In 2012, Goguen promised to pay for Baptiste's expenses, according to the suit. But in mid 2013, he stopped. Baptiste hired a lawyer -- whom she subsequently dropped. Goguen promised to pay her $40 million -- in $10 million increments -- for abuse endured and for allegedly infecting her with HPV.
Goguen paid Baptiste $10 million but refused to pay the remaining increments, which is why the suit is now in court -- and is filed as a breach of contract complaint.
Goguen said he plans to file a "cross complaint" on Monday, according to his post on LinkedIn.
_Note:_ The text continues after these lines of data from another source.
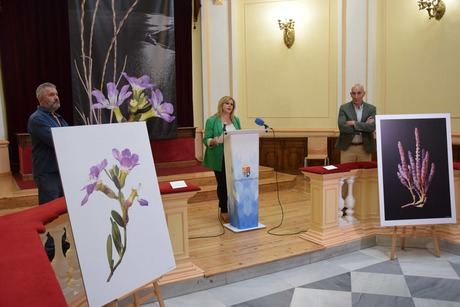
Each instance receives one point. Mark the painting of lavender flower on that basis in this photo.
(115, 207)
(123, 63)
(417, 175)
(415, 169)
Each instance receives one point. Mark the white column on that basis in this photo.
(350, 201)
(216, 23)
(341, 204)
(3, 133)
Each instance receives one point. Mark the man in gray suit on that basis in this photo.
(357, 125)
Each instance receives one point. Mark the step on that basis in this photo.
(282, 182)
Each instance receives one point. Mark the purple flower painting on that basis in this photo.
(117, 240)
(416, 175)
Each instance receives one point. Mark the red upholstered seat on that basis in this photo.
(26, 275)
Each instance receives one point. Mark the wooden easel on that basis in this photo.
(404, 235)
(138, 300)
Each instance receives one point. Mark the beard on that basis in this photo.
(54, 107)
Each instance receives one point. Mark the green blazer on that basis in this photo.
(214, 155)
(347, 112)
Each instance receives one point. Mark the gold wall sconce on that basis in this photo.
(288, 31)
(435, 8)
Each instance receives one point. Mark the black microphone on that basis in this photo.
(260, 122)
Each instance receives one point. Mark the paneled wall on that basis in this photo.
(418, 62)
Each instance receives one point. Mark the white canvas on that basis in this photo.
(415, 169)
(148, 252)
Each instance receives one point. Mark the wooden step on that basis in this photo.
(281, 182)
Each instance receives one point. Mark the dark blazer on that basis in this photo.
(215, 154)
(347, 112)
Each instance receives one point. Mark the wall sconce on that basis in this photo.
(435, 8)
(288, 31)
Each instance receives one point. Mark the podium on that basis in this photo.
(241, 149)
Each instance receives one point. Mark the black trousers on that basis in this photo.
(222, 188)
(49, 187)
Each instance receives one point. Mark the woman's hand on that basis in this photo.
(213, 141)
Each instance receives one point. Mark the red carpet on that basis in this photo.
(24, 184)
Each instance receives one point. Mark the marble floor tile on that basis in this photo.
(434, 288)
(337, 283)
(386, 267)
(456, 267)
(320, 298)
(354, 260)
(423, 302)
(386, 284)
(310, 273)
(421, 254)
(280, 299)
(366, 300)
(429, 268)
(246, 290)
(381, 252)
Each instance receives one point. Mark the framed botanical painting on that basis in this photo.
(415, 169)
(115, 207)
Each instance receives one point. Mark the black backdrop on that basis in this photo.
(34, 48)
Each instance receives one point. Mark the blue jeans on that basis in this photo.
(49, 187)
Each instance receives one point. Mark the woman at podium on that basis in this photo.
(216, 125)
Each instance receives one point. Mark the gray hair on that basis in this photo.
(41, 87)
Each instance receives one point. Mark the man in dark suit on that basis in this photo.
(357, 125)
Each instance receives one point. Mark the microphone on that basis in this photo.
(260, 122)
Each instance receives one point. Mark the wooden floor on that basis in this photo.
(232, 251)
(228, 251)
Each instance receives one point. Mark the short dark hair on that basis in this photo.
(41, 87)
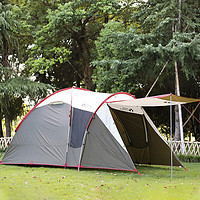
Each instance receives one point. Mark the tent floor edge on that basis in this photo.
(135, 170)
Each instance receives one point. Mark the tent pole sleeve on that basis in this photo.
(146, 136)
(82, 149)
(69, 130)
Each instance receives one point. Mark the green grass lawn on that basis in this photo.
(20, 182)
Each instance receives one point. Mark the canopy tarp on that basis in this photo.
(154, 101)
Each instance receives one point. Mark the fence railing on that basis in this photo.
(4, 142)
(191, 148)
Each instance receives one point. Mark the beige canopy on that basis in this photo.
(162, 100)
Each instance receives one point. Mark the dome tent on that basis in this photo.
(79, 128)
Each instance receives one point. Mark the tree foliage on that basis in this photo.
(135, 56)
(13, 86)
(66, 41)
(131, 57)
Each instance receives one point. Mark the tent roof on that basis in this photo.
(161, 100)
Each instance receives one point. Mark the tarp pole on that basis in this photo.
(171, 136)
(181, 129)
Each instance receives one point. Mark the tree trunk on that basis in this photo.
(88, 70)
(7, 123)
(1, 129)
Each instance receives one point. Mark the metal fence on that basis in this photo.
(191, 148)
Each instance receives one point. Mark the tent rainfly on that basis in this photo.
(79, 128)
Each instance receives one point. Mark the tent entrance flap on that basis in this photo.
(146, 145)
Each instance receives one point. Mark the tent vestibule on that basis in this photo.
(74, 127)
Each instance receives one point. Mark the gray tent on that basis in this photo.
(74, 127)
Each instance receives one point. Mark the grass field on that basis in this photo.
(20, 182)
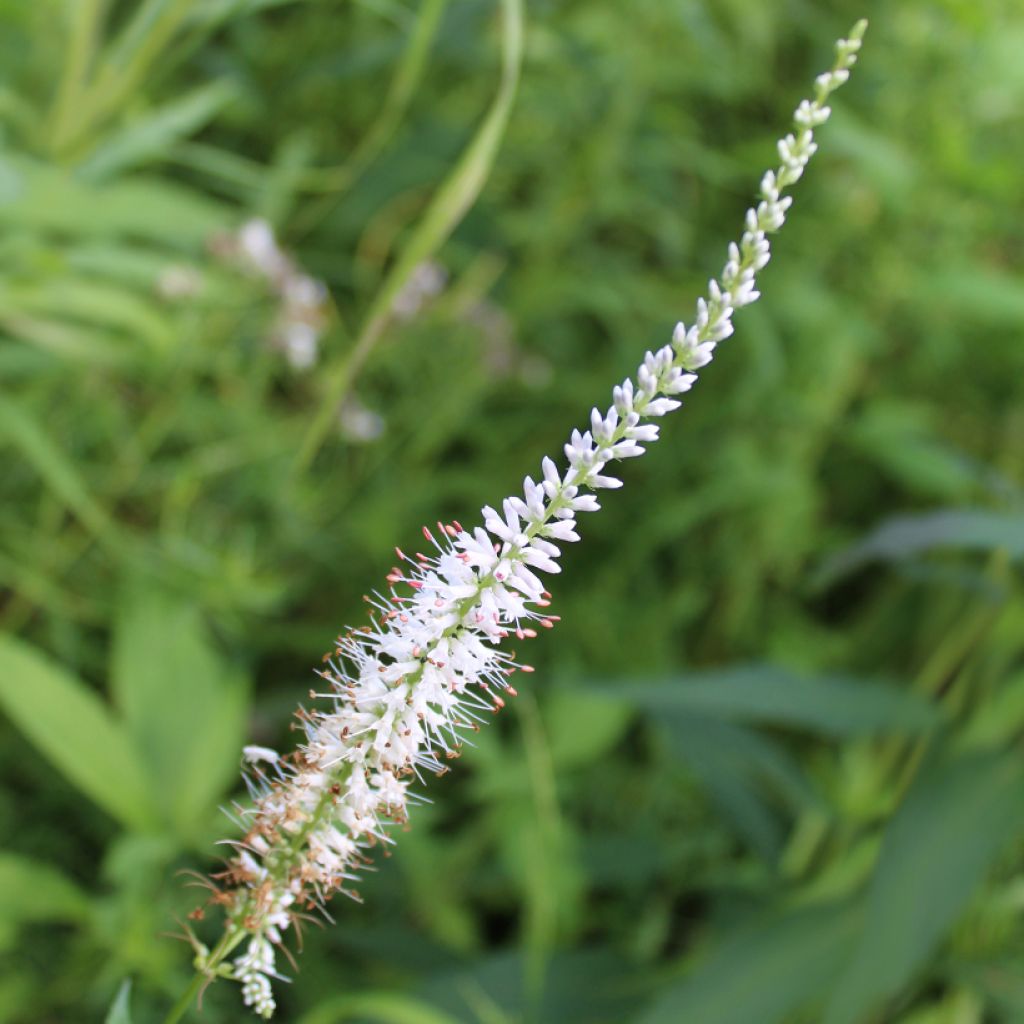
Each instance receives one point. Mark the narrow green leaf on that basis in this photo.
(744, 773)
(120, 1012)
(383, 1008)
(763, 974)
(75, 730)
(151, 136)
(17, 426)
(904, 537)
(184, 707)
(450, 204)
(50, 199)
(957, 815)
(772, 695)
(33, 891)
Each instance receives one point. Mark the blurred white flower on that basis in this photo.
(400, 693)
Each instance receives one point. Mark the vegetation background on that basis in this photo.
(770, 766)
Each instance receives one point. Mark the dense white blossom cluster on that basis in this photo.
(400, 693)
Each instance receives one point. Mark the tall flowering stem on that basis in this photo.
(399, 694)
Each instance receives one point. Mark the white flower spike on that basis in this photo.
(400, 693)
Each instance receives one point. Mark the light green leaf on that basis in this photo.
(764, 974)
(33, 891)
(143, 208)
(904, 537)
(744, 773)
(383, 1008)
(450, 204)
(772, 695)
(151, 136)
(583, 725)
(75, 730)
(957, 815)
(120, 1012)
(18, 427)
(184, 707)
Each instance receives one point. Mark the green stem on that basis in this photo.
(181, 1007)
(207, 968)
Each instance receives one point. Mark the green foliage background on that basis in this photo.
(770, 766)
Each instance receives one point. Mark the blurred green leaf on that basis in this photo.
(762, 974)
(904, 537)
(120, 1012)
(32, 891)
(582, 725)
(50, 199)
(960, 812)
(454, 198)
(384, 1008)
(744, 773)
(18, 427)
(75, 730)
(150, 137)
(184, 706)
(770, 695)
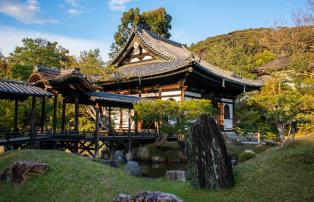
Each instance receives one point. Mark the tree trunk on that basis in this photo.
(209, 164)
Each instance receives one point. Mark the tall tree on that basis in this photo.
(90, 62)
(157, 20)
(36, 52)
(4, 70)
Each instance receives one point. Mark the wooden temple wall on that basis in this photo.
(225, 106)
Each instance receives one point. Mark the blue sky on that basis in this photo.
(85, 24)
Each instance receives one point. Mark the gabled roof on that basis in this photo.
(172, 56)
(48, 77)
(111, 97)
(14, 89)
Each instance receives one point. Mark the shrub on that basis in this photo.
(260, 148)
(246, 155)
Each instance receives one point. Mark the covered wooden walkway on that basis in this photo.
(75, 89)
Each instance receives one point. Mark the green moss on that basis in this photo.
(246, 156)
(278, 174)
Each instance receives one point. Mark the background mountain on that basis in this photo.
(245, 50)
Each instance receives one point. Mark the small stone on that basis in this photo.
(143, 154)
(133, 168)
(20, 171)
(119, 157)
(129, 156)
(147, 197)
(176, 175)
(158, 159)
(156, 196)
(123, 198)
(234, 162)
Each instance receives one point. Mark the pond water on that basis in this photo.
(157, 170)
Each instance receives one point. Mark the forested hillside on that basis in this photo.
(242, 51)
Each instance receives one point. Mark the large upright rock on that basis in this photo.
(209, 165)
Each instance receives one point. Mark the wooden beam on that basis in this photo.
(136, 122)
(16, 107)
(109, 120)
(129, 129)
(63, 115)
(33, 125)
(121, 119)
(54, 122)
(97, 132)
(76, 114)
(43, 114)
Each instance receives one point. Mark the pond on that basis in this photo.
(158, 170)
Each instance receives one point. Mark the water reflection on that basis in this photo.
(157, 170)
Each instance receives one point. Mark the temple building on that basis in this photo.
(154, 67)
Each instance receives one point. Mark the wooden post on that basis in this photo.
(54, 122)
(109, 120)
(16, 115)
(43, 115)
(63, 115)
(121, 119)
(97, 133)
(129, 130)
(33, 125)
(76, 114)
(136, 122)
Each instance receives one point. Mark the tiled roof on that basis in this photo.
(8, 87)
(173, 56)
(119, 98)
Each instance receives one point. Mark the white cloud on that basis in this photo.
(118, 5)
(73, 3)
(27, 12)
(74, 7)
(11, 37)
(73, 11)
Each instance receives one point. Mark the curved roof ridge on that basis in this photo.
(228, 75)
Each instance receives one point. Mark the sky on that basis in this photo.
(87, 24)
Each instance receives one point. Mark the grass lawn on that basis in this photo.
(278, 174)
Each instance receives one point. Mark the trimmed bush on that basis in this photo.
(246, 155)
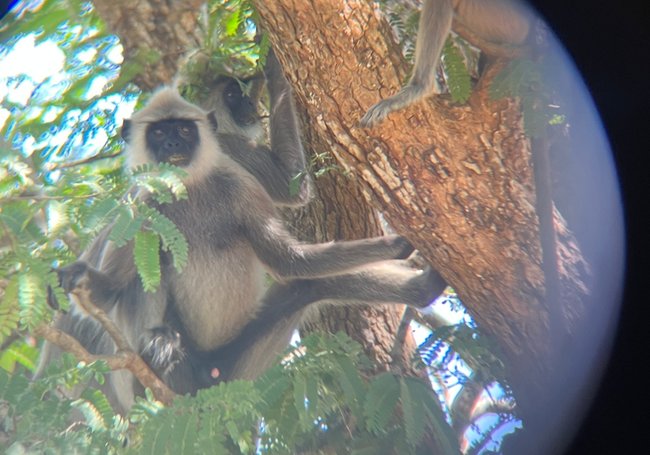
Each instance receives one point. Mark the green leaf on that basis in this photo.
(381, 400)
(146, 254)
(9, 310)
(458, 77)
(172, 239)
(126, 225)
(413, 413)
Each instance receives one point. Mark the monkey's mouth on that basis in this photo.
(178, 159)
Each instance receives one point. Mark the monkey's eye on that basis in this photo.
(184, 131)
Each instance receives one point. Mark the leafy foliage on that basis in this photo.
(62, 184)
(230, 47)
(458, 78)
(522, 78)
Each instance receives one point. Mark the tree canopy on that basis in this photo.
(454, 174)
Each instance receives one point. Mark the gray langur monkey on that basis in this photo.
(494, 21)
(234, 237)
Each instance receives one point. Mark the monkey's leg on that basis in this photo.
(389, 282)
(434, 26)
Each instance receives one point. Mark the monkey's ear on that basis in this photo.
(126, 130)
(212, 118)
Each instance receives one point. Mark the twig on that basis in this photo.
(124, 358)
(88, 160)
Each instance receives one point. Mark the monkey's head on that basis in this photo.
(235, 110)
(171, 130)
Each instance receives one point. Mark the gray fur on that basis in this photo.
(495, 21)
(234, 235)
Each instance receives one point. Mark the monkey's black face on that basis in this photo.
(173, 141)
(241, 107)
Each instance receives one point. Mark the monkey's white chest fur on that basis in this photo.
(215, 298)
(220, 288)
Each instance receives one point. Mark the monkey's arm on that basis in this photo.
(387, 282)
(102, 269)
(287, 258)
(281, 169)
(434, 26)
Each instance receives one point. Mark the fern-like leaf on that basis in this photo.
(146, 254)
(380, 403)
(172, 239)
(458, 78)
(9, 310)
(429, 410)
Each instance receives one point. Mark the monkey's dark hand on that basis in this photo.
(73, 276)
(162, 349)
(429, 285)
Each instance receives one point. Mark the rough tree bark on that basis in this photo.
(456, 180)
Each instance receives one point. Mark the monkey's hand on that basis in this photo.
(74, 276)
(405, 97)
(402, 246)
(70, 277)
(162, 349)
(429, 285)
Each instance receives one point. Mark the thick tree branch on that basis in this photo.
(124, 358)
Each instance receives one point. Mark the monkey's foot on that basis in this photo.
(431, 285)
(73, 276)
(405, 97)
(162, 349)
(402, 246)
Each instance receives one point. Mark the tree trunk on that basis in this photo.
(456, 180)
(340, 212)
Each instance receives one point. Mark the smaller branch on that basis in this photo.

He said it will showcase how Baptiste -- a former lover -- is now extorting him. He vowed to include an "enormous amount of evidence, including Ms. Baptiste's emails and text messages that span many years."
News of the lawsuit was surfaced by TechCrunch on Friday. Sequoia tweeted on Friday evening that it has let Goguen go.
"We understand the allegations about Michael Goguen are unproven and unrelated to Sequoia. Still, we decided his departure was appropriate."
Goguen, whose partner page on Sequoia's website now goes to an error, had been with the firm since 1996, focusing on the energy and security sectors and sitting on the board of more than a dozen companies.
As a firm, Sequoia caught flak in December 2015 when chairman Michael Moritz gave a less than stellar explanation for why his firm doesn't have any female partners. Sequoia is "not prepared to lower our standards" to get more women in the door, Moritz said.